AS I SEE IT – the World’s Most Famous Arena
Pro Wrestling: Between the Sheets
One of the items in this week’s news featured demands by the City of New York to James Dolan and media conglomerate Cablevision, the owners of Madison Square Garden that they have 10 years to find a new location to place Madison Square Garden.
This, despite, well-publicized renovations to the venue over the last three years to the tune of nearly $1 billion.
All this has come to light because the New York City Council voted last Wednesday to limit Madison Square Garden’s permit at its current spot above Penn Station to 10 years; rather than the lease in perpetuity they sought. Organizations hoping MSG will move elsewhere were pleased with the 47-1 City Council vote.
Madison Square Garden is often described as the “World Most Famous Arena”. It has been the home to the NHL’s New York Rangers, the NBA’s New York Knicks, and countless concerts, NCAA basketball tournaments…professional wrestling…and as the unofficial “home” to WWE, has been told to leave its current location within the next ten years.
For those not aware, the reason for all this political drama: The Garden sits on top of Penn Station, likely the busiest transportation hub in North America. AMTRAK trains going up and down the East Coast stop there. Numerous commuter train lines come there.
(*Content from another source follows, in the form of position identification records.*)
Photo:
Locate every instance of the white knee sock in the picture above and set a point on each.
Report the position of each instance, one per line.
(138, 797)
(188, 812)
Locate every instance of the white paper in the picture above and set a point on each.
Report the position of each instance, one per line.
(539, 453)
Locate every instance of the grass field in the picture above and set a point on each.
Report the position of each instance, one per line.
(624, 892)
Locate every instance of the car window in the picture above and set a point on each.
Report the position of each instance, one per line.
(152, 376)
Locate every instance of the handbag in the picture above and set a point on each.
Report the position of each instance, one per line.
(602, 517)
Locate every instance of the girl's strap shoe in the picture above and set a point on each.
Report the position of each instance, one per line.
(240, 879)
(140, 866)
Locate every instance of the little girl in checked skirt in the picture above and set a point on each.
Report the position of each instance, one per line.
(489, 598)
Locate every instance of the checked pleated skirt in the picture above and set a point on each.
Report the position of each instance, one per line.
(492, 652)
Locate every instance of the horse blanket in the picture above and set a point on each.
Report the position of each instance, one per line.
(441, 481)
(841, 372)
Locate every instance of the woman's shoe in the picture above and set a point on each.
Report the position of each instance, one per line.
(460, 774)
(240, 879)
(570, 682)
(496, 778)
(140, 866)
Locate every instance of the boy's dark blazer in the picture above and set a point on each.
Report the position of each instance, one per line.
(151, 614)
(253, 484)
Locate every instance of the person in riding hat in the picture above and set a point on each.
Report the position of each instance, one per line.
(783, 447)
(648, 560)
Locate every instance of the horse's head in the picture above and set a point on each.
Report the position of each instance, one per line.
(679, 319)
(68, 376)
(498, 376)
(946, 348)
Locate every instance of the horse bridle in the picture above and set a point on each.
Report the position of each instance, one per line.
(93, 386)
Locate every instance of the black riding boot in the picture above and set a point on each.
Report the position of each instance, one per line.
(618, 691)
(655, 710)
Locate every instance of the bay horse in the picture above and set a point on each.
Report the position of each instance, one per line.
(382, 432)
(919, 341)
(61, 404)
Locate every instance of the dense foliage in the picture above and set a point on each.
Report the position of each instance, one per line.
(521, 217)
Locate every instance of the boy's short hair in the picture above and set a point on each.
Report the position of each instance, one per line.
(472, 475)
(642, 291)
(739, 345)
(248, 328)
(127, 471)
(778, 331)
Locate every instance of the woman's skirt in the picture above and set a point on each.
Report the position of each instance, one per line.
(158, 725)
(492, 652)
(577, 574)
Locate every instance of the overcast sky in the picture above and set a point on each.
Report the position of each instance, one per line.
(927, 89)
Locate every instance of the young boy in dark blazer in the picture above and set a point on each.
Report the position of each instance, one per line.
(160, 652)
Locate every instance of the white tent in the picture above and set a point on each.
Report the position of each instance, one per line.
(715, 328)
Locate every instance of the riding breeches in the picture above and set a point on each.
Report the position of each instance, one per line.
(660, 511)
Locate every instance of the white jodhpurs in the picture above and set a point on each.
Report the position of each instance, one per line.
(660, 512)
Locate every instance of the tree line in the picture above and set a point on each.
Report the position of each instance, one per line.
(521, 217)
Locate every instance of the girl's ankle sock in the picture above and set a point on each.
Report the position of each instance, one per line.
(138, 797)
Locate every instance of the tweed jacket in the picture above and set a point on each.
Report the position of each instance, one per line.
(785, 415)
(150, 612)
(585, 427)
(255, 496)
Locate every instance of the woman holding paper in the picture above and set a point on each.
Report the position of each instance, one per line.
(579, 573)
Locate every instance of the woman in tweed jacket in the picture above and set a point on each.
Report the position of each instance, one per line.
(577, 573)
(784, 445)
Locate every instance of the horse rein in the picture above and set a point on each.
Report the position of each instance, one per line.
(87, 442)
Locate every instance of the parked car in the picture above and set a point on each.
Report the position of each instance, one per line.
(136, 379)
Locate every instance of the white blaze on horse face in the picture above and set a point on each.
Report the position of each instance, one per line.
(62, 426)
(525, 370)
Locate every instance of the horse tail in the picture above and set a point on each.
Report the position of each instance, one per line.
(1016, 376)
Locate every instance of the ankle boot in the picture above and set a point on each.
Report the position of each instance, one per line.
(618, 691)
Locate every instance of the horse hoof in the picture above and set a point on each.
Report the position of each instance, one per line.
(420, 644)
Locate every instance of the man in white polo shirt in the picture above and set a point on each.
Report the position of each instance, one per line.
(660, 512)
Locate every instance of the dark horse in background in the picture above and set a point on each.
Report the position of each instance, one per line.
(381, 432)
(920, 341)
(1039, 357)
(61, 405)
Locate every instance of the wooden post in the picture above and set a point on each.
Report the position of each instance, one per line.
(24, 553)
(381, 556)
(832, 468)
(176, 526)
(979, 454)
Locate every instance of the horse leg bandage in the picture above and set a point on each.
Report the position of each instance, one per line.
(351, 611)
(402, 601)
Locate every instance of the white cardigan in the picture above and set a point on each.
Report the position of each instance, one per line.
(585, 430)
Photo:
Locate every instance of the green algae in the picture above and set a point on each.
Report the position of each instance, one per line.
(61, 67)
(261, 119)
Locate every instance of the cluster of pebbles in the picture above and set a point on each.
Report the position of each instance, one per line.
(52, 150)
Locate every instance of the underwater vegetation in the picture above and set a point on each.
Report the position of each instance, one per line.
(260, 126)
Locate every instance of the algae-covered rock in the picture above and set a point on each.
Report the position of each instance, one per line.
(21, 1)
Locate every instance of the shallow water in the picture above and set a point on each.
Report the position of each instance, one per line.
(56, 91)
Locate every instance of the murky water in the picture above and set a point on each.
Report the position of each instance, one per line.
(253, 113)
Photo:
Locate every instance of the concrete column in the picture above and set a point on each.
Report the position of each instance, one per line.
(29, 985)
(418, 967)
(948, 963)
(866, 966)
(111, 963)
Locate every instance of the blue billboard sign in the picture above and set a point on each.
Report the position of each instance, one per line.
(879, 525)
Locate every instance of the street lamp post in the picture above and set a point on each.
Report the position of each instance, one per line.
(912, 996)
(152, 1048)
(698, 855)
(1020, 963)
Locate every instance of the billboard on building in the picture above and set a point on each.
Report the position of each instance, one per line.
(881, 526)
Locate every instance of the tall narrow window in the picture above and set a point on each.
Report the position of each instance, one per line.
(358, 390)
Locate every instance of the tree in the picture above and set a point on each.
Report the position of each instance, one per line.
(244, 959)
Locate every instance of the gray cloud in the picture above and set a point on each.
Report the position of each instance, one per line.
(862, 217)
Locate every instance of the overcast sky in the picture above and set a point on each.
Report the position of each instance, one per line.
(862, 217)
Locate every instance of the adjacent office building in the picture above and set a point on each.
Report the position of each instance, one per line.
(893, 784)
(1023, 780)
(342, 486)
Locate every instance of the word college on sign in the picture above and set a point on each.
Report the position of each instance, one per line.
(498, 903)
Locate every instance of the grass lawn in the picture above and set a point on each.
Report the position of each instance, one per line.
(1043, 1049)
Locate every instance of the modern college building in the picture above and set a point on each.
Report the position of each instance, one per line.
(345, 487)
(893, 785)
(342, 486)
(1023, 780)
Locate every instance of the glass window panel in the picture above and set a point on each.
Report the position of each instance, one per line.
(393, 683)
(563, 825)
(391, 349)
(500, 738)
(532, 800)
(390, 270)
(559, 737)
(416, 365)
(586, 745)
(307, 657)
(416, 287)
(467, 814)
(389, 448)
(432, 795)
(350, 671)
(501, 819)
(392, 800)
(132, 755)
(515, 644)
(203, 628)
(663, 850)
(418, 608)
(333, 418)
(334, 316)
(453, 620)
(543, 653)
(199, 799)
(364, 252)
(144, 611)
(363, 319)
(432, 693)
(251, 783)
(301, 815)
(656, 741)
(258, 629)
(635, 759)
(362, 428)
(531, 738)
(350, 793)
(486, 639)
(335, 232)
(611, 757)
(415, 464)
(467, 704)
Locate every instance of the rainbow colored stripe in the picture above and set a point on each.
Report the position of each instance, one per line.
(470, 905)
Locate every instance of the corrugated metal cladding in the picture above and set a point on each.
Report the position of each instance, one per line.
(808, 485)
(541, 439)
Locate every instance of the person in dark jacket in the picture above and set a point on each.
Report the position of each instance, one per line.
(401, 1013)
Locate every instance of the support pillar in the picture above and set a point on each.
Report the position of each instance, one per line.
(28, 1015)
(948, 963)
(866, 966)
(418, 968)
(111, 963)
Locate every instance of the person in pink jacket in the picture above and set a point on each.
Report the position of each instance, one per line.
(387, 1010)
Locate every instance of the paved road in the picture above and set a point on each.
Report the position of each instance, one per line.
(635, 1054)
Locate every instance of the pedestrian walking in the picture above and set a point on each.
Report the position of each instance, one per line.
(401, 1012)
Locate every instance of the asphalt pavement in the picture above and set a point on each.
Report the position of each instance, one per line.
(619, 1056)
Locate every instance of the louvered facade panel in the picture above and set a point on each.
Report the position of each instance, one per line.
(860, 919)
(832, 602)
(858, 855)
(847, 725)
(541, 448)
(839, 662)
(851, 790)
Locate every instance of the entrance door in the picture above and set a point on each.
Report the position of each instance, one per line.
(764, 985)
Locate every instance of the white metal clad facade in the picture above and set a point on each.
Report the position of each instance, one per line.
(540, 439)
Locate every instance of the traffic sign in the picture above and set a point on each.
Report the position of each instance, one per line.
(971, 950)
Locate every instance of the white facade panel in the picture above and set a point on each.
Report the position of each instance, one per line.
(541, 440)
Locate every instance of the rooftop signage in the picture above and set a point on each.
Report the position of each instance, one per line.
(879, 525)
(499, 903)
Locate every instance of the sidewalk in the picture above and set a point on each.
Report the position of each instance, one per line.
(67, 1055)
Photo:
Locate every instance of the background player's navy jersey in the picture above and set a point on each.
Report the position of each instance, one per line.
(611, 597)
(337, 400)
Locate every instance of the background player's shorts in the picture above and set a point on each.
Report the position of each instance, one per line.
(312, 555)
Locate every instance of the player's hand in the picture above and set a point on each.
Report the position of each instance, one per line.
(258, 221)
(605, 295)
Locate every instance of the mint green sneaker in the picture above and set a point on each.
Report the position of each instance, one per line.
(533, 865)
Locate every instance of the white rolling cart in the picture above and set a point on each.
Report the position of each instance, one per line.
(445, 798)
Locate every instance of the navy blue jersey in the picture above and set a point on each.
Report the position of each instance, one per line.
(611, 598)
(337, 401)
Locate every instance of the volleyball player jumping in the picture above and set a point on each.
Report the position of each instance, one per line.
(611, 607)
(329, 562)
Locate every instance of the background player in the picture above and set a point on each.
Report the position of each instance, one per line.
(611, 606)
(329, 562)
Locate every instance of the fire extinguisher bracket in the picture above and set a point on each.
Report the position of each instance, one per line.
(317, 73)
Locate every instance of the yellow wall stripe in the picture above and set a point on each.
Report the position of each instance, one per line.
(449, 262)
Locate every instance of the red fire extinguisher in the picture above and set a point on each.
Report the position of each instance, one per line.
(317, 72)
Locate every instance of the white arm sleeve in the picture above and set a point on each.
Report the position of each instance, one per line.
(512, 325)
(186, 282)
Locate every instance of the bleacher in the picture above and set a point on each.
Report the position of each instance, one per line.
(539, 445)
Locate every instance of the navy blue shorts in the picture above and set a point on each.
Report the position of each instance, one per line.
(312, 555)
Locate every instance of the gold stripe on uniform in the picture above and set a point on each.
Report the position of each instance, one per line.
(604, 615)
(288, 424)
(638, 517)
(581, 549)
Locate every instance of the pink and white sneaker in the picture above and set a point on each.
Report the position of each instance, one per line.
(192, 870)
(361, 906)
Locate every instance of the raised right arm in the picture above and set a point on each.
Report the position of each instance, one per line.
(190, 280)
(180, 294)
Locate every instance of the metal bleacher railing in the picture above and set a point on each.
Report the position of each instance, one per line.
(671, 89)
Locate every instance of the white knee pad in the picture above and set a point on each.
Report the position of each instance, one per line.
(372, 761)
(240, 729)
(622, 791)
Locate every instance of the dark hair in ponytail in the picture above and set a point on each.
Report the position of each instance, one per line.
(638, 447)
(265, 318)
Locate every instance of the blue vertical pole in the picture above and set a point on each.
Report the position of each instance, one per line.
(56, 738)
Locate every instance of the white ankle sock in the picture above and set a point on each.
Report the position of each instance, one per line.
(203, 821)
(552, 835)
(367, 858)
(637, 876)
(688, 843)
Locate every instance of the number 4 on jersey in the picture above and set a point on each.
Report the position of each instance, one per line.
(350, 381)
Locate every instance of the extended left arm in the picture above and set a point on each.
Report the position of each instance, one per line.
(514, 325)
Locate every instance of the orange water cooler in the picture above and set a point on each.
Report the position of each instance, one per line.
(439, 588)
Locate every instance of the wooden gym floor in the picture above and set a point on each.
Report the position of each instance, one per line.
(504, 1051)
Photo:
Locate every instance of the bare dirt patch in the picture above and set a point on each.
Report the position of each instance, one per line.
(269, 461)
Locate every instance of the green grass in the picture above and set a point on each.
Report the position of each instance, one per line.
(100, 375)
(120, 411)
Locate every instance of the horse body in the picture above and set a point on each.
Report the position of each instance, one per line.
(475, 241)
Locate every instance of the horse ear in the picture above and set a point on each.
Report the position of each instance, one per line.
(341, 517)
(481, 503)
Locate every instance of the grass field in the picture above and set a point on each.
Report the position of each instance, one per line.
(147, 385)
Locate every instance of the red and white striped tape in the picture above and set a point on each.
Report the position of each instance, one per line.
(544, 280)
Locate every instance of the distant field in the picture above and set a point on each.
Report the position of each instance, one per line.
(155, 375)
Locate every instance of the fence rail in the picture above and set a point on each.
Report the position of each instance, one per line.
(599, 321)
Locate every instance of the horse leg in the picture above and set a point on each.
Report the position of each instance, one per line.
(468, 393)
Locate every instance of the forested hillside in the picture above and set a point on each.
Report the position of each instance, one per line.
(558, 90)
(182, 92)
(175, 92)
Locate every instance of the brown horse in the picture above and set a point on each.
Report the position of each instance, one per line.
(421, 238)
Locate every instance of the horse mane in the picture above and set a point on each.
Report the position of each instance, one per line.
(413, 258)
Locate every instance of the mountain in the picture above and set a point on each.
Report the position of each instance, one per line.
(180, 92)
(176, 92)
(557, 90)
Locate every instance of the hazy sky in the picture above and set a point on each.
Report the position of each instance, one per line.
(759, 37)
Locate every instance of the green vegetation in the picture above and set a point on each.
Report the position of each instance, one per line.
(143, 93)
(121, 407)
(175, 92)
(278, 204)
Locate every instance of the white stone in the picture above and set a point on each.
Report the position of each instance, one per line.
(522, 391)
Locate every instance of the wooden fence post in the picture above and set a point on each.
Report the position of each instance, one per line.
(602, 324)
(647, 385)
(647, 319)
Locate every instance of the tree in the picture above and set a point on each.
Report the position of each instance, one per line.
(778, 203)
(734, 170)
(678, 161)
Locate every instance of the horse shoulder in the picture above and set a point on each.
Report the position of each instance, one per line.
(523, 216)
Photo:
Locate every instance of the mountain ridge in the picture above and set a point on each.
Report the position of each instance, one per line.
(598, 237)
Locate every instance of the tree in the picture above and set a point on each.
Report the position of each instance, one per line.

Subway lines come there. Well, Penn Station is a mess. It’s crowded, old, and dingy. But it still manages to work. But there are those within New York who see Penn Station as needing a major face lift. The only way New York City Council sees it happening is to tear down the Garden; even though it’s questionable if this is necessary to refurbish Penn Station.
So, again, a city government wants to tear down an classic sports/wrestling venue for questionable purposes. It’s not as if Madison Square Garden doesn’t bring revenue into midtown Manhattan and the City of New York.
Just the wrestling history of the Garden is considerable. Madison Square Garden has hosted three WrestleManias, including the inaugural WrestleMania and SummerSlam. WWE/F held its tenth and twentieth anniversary celebrations there. This past year, the WWE Hall of Fame ceremony was held there. Long before that…it was the WWWF venue sold out by Bruno Sammartino month after month.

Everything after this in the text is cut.